The NIST AI RMF says the quiet part as a checklist item. MANAGE 4.1 calls for post-deployment monitoring plans including "mechanisms for capturing and evaluating input from users and other relevant AI actors, appeal and override, decommissioning, incident response, recovery, and change management" 22. Every element of Section 6's mirror is named in that sentence. The tier boundary is a managed change surface, and the framework your risk team already cites expects you to manage it 22.

For regulated financial institutions the mapping is older still. Under SR 11-7's model-risk discipline — carried forward into the Federal Reserve's April 2026 revision — granting a workload access to an unrestricted tier is a model change, and a model change demands independent validation and ongoing monitoring by parties with the incentives, competence, and influence to challenge it effectively 24. None of these frameworks mention capability tiers by name. All of them already govern the shape of the decision a capability tier forces.

The evidence base for tier governance is dominated by vendor statements about the vendor's own controls, and you should weigh this paper accordingly. The headline safeguard-effectiveness claim — that an external partner found Fable 5's cyber safeguards "the most robust of any model tested," with zero harmful single-turn compliance across requests using 30 public jailbreak techniques — names no partner and publishes no evaluation 9. The vetting criteria that the RSP makes load-bearing are unenumerated, so the claim that vetting compensates for lifted safeguards cannot be audited from outside 10 13. We can also say what would change that verdict: published vetting criteria of the kind OpenAI describes, a third party attesting the due-diligence process, or reproduction steps for the program's headline discoveries 1528. None of the three existed as of June 9, 2026, across the sources this series checked 101328.

The program's flagship discovery narrative has been independently challenged. Security researchers at flyingpenguin document that CVE-2026-4747, a FreeBSD flaw attributed to the Glasswing effort, had a fix published in 2007 that was present in the model's training data, and that no reproduction steps were published with the launch materials — a finding consistent with backlog recovery rather than novel discovery 28. Independent corroboration of the underlying capability does exist, but it is partial: the UK AI Security Institute's evaluation of Claude Mythos Preview backed Anthropic's cyber-capability claims, as Simon Willison's April 14 analysis relays 27. Capability is corroborated; the safety controls around it are not.

Two further limits are structural. The RSP threshold self-assessment — "near the border" — is unverifiable by construction, because only Anthropic can run its own framework against its own model 8. And the hidden frontier-LLM-development safeguard is unmeasurable by design: it leaves no user-visible trace, so its reported ~0.03% incidence rests entirely on the system card that discloses it 5.
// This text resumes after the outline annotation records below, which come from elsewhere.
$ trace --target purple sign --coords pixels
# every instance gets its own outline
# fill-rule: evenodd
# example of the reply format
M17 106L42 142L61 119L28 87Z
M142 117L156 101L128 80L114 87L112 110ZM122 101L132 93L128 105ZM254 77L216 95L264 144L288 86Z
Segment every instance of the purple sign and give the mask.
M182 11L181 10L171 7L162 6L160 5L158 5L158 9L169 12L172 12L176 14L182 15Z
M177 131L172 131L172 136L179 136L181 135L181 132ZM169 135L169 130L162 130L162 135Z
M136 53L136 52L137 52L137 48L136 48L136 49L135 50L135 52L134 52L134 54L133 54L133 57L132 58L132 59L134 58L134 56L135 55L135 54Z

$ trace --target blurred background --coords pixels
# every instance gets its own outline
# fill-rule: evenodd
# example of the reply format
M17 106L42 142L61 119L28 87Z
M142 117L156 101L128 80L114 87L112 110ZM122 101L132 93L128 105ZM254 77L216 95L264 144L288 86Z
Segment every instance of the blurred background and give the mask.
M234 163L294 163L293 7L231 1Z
Finally, our own contribution carries its own flag. The enterprise mirror in Section 6 is a recommended discipline; no third party can yet verify any enterprise running it, and we have not claimed otherwise. We wrote this paper with the model family it describes, which is why every Anthropic claim above is attributed rather than asserted — the discipline we ask of the vendor's disclosures is the one we owe you in ours. When the safeguard can be lifted for the right customer, the vetting is the control. Govern your side of it.